Jakarta, TopBusiness – Puradelta Lestari Tbk (IDX: DMAS), pengembang dan pengelola kawasan terpadu modern berbasis industri Kota Deltamas, telah mencapai prapenjualan sebesar Rp1,15 triliun pada semester pertama tahun 2026.
Dengan kondisi itu, Perseroan pun yakin jika target penjualan di tahun ini bisa tercapai. Perseroan menargetkan penjualan sebesar Rp2,08 triliun.
“Target di 2026 ini yang sebesar Rp2,08 triliun bisa tercapai. Hingga semester I 2026, pra Penjualan Perseroan pada semester pertama tahun 2026 telah mencapai 55% dari target tahun ini,” ujar Tondy Suwanto, Direktur dan Sekretaris Perusahaan Perseroan saat Public Expose Live 2026, Senin (7/9/2026).
“Capaian prapenjualan pada periode ini didominasi oleh sektor industri khususnya sektor data center,” tambahnya.

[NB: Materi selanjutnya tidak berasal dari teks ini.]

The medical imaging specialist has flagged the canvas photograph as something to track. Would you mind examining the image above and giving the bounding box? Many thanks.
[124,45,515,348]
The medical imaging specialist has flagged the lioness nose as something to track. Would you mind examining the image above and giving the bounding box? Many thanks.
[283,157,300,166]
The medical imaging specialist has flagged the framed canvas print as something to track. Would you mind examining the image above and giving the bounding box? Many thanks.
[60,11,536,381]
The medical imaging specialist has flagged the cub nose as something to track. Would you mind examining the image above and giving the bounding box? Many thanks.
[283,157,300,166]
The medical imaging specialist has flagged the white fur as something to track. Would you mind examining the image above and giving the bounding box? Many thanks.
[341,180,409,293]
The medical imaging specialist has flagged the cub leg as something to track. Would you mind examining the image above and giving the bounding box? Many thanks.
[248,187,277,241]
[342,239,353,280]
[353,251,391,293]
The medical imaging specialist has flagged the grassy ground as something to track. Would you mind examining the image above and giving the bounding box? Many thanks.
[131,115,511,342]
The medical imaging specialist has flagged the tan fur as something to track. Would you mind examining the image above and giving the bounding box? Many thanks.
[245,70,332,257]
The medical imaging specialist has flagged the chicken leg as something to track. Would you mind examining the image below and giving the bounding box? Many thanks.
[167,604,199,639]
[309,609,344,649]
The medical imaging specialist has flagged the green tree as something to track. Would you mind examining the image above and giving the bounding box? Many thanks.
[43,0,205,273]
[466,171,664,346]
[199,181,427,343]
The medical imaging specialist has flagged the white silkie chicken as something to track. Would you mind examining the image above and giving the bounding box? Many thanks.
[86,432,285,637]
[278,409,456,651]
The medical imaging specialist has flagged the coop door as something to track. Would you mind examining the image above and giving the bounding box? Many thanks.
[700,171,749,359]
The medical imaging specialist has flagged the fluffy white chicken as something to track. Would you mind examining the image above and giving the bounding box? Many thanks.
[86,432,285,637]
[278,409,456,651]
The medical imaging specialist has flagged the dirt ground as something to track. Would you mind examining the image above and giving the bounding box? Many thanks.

Permintaan lahan industri sebesar 85 hektar, 75% berasal dari sektor data center. Hal tersebut didukung oleh fasilitas dan infrastruktur yang komprehensif, seperti pasokan listrik dengan layanan premium, instalasi serat optik dengan tingkat redudansi yang handal, looping sistem pada ketersediaan air bersih maupun air daur ulang, serta pusat komando data dan keamanan.
Seiring tingginya permintaan akan lahan industri, Perseroan akan terus berkomitmen untuk meningkatkan fasilitas dan memberikan layanan terbaik untuk mewujudkan Kota Deltamas sebagai sebuah kawasan terpadu modern ramah lingkungan dan sebagai pusat aktivitas regional di timur Jakarta.
Lebih jauh ditegaskannya, untuk outlook sendiri sampai 2027 masih bagus. Terutama utntuk segmen kawasan industry. Sejauh tekanan hanya ada di residensial. Apalagi dengan adanya suku bunga yang saat ini masih tinggi.
“Mudah-mudahan suku bunga bisa lebih turun. Ini justru akan menekan kawasan residensial. Tapi untuk kawasan industri dan khususnya data center bagi mereka investor asing dengan suku bunga tinggai malah lebih murah. Mereka melihatnya begitu,” katanya.
Namun untuk tahun depan, perseroan belum bisa menargetkan sebesar apa. “Kalau bicara 2027 masih terlalu awal. Di tahun ini kita optimis target tercapai. Kita selesaikan tahun 2026 ini. Belum ada target tahun depan. Tapi saya kira akan lebih baik juga di tahun depan,” pungkasnya.